Most cybersecurity breaches go unreported, uninsured despite executive concern: Barclays

Nearly three-quarters of cyberattacks are going unreported even as a flood of data and fraudulent attacks sees executives losing control of their sensitive corporate data, according to a new UK survey that confirms Australia isn't the only place where cybersecurity is spiralling out of the control of business leaders.

The new survey, conducted in December 2015 amongst 980 respondents by the UK-based Barclays Bank and Institute of Directors (IoD), reinforced a perceptual disconnect recently identified by security-industry group ISACA, which found that 82 percent of surveyed CISOs agreed that their boards of directors are concerned or very concerned about cybersecurity – but that only 1 in 7 of those CISOs reports to the CEO.

The Barclays-IoD work found a similar disconnect: although they purported to recognise the importance of cybersecurity defences – 91 percent said cybersecurity was “important to their organisation” – only 57 percent of respondents said their business had a formal cybersecurity strategy and just 49 percent said they provided cybersecurity awareness training for staff.

Once an attack had hit, the executives reported a range of consequences: while just 11 percent of attacks caused an actual financial loss, fully 49 percent caused interruption to the business.

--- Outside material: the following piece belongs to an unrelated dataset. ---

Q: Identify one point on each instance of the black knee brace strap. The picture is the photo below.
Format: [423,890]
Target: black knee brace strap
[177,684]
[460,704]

Many of the companies facing these consequences will increasingly turn to cybersecurity insurance policies to minimise the consequences of such issues. In a recent analysis, security giant Symantec was among those predicting 2016 would be a turning point for cyber insurance: “as another layer of protection, particularly as cyber attacks start mirroring physical world attacks.”

Despite this trend, cybersecurity insurance remains a nascent industry in Australia, although some believe it will take off if mooted mandatory breach reporting legislation escalates such reporting from being a privacy best-practice to being a legal requirement.

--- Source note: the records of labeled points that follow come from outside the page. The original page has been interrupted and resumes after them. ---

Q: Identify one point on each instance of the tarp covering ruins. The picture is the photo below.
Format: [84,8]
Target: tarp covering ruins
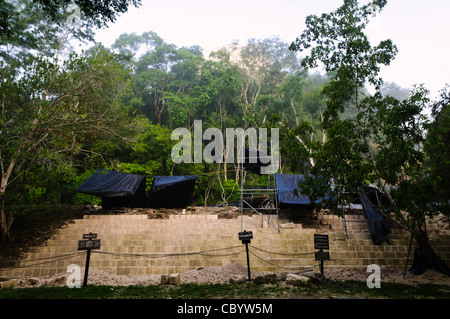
[286,184]
[371,202]
[171,191]
[115,188]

“Cyber insurance offers organisations protection to limit their risk, but companies should consider all coverage options carefully,” Symantec's analysis warned. “It’s not about checking off a box; it’s about finding a policy that protects an organisation’s brand, reputation, and operations if faced with a breach.”

Just 20 percent of the respondents to the Barclays-IoD survey confirmed that they have cyber insurance, with 21 percent considering taking out such a policy within the next 12 months. But that could reach 90 percent a year from now, the report's author professor of cyber security management Richard Benham wrote, as cyber attacks intensify and business implications continue to mount.

”With the threat of cyber attacks becoming more frequent and some household names providing credible case studies, it is no surprise that many are predicting that cyber insurance cover will become a 'must have' for business,” he wrote, predicting that IT and cloud providers will begin issuing cyber-insurance policies as standard.

“Any organisation is taking an unnecessary risk by avoiding this step,” he said, “but even then cyber insurance is no silver bullet.”

Better incident-response mechanisms will be crucial for businesses to reduce the damage from cybersecurity attacks. A recent xMatters-Dimensional Research report on incident response practices found that nearly 60 percent of the 400 surveyed businesses experience major incidents at least monthly, but only 52 percent have a major incident team and 76 percent frequently miss their targets for recovering from such outages.

This, despite the fact that 95 percent of the companies considered a security breach to be a major incident – yet the Barclays-IoD survey found that just 28 percent of attacks were reported to the police. This low figure was attributed to “the challenge of tracking and punishing criminals” despite reiterating that every cybercrime should “as a minimum be reported to Action Fraud Aware”, the UK's national reporting centre – analogous to the Australian Cyber Security Centre and ACORN cybercrime-reporting network.